De Certeau’s “Walking in the City” offers a dichotomy between two perspectives of a city: one from a bird’s eye view and the other through the lens of those “down below,” in the streets. The panoramic view of Haifa is a panoptic projection that purports omnipotence. It freezes the city’s mobility, transforming it into a sort of a picture. The breathtaking view of the port and bay from the west, or from the spectacular Bahai Gardens, is the asset that Haifa offers its tourists and upper class residents. From the prestigious Denia neighborhood at the top of Mt. Carmel and the adjacent Haifa University building (32 stories high), one can see skies, seas, and ships on the horizon, along with the two giant chimneys of the oil refinery, a true ecological threat, lit as colorfully as a circus at night. Since the Mandate period, this mountaintop view has been designated as a means of control and power.

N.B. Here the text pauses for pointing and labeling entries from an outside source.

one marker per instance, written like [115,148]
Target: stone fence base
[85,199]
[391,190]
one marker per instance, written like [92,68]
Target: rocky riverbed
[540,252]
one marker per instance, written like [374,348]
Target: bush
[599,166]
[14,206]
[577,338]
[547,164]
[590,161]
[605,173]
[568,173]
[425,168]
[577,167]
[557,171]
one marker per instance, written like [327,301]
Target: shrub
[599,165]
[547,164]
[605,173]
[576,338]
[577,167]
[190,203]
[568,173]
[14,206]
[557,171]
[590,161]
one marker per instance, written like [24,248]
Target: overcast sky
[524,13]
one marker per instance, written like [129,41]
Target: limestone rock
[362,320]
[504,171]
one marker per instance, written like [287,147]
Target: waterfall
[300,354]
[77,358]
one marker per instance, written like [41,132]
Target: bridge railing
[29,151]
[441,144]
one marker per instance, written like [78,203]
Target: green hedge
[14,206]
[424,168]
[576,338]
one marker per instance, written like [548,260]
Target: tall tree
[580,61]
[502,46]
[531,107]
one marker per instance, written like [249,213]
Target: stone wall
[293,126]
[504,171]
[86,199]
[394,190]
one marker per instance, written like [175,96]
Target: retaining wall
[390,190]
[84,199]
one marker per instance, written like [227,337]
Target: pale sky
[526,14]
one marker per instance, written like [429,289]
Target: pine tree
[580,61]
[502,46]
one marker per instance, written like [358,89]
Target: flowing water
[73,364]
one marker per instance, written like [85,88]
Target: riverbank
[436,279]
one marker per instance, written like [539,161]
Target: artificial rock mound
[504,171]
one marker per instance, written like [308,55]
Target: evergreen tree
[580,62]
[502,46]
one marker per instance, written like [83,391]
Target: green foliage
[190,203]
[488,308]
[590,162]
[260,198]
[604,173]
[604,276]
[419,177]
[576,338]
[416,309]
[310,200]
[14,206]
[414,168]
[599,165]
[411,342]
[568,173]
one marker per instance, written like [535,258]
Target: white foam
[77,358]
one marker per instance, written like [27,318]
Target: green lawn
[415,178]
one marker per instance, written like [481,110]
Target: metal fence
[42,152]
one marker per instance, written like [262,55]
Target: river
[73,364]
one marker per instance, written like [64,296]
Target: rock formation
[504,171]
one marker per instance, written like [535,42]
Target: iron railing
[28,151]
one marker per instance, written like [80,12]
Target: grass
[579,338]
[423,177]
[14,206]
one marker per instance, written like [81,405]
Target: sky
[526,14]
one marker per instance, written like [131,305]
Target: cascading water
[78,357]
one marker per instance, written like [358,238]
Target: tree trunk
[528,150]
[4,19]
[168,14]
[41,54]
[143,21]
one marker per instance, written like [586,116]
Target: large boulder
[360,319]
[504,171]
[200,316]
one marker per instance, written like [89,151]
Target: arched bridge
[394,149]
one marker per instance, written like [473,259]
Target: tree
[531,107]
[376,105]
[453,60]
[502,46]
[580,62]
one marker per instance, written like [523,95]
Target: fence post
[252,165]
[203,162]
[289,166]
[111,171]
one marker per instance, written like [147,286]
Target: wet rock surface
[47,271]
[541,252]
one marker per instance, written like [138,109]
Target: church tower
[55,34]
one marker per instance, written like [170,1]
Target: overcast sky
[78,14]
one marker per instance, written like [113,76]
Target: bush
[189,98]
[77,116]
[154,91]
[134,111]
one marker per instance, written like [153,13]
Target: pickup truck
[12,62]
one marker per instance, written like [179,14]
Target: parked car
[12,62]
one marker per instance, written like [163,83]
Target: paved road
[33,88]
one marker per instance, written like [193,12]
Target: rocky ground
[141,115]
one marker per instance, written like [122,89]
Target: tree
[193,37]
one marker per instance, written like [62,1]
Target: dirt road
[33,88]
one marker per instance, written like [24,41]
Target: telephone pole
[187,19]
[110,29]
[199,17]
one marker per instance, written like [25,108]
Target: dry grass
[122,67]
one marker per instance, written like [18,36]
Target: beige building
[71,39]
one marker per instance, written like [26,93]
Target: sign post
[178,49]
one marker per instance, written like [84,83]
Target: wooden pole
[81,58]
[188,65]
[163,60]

The choreography of an urban apocalypse, or “lines of flight”
Like a skilled El-Hakawati (“storyteller” in Arabic), Omaia knows-yet-does-not-know where the story leads. She tells of industrial cranes rapidly reproducing against the Carmel landscape, depicting the city as a construction site. For a while, the cranes move in unified, regulated composition like rubber boats, but as the choreography unravels, these temporary structures eventually destroy the permanent city structures. Thus, the constructed image is partly apocalyptic (“the city skyscrapers collapse under the swing of the cranes”) and partly an image of “lines of flight,” movements of deterritorialization that stimulate meditations on dynamic, unstable identity and “flight” from a single, permanent meaning.

“Impossible Theatre Festival”
The coronavirus (COVID-19) pandemic has literally brought the world to a halt. “State of emergency” regulations have had primarily spatial implications – the space is closed, stripped, supervised, and so is the movement within it. Through screens, we encounter images of urban space – cultural and routine sites – made desolate. This horrible view epitomizes the sweeping disruption of everyday life. The “Impossible Theatre Festival” by Haifa.it,” inspired by Imagined Theatres, provides a significant “line of flight” for its members and community. It is as if these interrupted times have encouraged or even forced Haifa.it to keep moving, imagining, and insisting on artmaking, despite the limitations of social distancing.